Prices: Lowest Since 2022

The EU’s Grade S reference pig price has been steadily falling since late June, reaching 149.24 pence/kg for the week ending November 30 — the lowest level since March 2022. In November alone, prices dropped by 5.35 pence, including a sharp 3.40-pence decline in the final week of the month.

The primary drivers are increased supply and weaker demand. The price gap between the UK and the EU average stands at 53.33 pence — a margin observed only five times since 2014, all of them in 2025. This widening spread makes EU pork more attractive to buyers on a cost basis.

Spain showed the steepest decline — minus 47 pence from the summer peak. With ASF confirmed, further downward pressure on prices across the region is expected.

Production: Growth in Spain, Poland, Germany and Italy

From January to August, EU pork production reached 14.4 million tonnes, a 3% year-on-year increase.

Key growth drivers:

• Spain — +6% (203.5 thousand tonnes)
• Poland — +5% (59.1 thousand tonnes)
• Italy — +4%
• Germany — +1%

Meanwhile, France and the Netherlands recorded a 1% decline, and Belgium fell by 2%.

EU slaughter numbers rose 1% to 148.6 million head, with Spain again leading the increase (+4%).

Exports: Overall Stable, but Major Markets Reduce Purchases

In the first nine months of 2025, EU pork exports totaled 2.9 million tonnes — up 1% year-on-year. However, among major destinations, only Vietnam, Côte d’Ivoire and the Republic of the Congo posted growth.

Declines were seen in:

• China — –2% overall and –6% for fresh/frozen pork (the lowest since 2015)
• United Kingdom — –5%
• Japan — –20% (lowest January–September figure since 2013)
• Philippines and South Korea — reduced volumes

China’s anti-dumping duties triggered a sharp drop in shipments: EU offal exports hit their lowest level since 2014.

EU Pork Imports Down

In 2025, the EU imported 99.6 thousand tonnes of pork — 3% less than last year.

Main suppliers:

• United Kingdom — 76.4 thousand tonnes
• Chile — nearly halved shipments
• Switzerland — –22%
• Norway — +19%

The decline is driven by increased domestic production and softening demand.
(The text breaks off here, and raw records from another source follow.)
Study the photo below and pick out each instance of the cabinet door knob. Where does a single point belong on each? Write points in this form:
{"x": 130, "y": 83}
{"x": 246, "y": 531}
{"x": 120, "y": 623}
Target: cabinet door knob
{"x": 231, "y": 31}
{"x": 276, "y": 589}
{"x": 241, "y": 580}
ASF in Spain: What Will Change?

The ASF detection in Catalonia poses a serious threat for the entire EU market. Spain is the EU’s largest pork producer and exporter, and the world’s third-largest producer. Catalonia alone accounts for 40% of national output.

Although key partners (the EU, China, the UK) have accepted regionalization, most external markets are closed. As a result:

• large volumes of Spanish pork will be redirected into the EU domestic market;
• sales will occur at heavily discounted prices;
• Spanish pork will displace products from other EU countries;
• oversupply will add further downward pressure on prices.

Other EU countries may see limited new opportunities on the global market. However, only the largest global exporters — Brazil, the United States and Canada — can meaningfully replace Spain’s volumes, because:

• Germany still lacks access to China;
• the UK does not have the supply base to expand exports significantly.

Conclusion

Falling prices, rising production and export restrictions on Spain due to ASF are creating a challenging environment for the EU pork market. In the coming months, Europe may face an oversupply of pork and intensified competition within the bloc.

Analysts warn: if ASF spreads beyond Catalonia or reaches commercial farms, the EU could face its most serious pork industry crisis in years.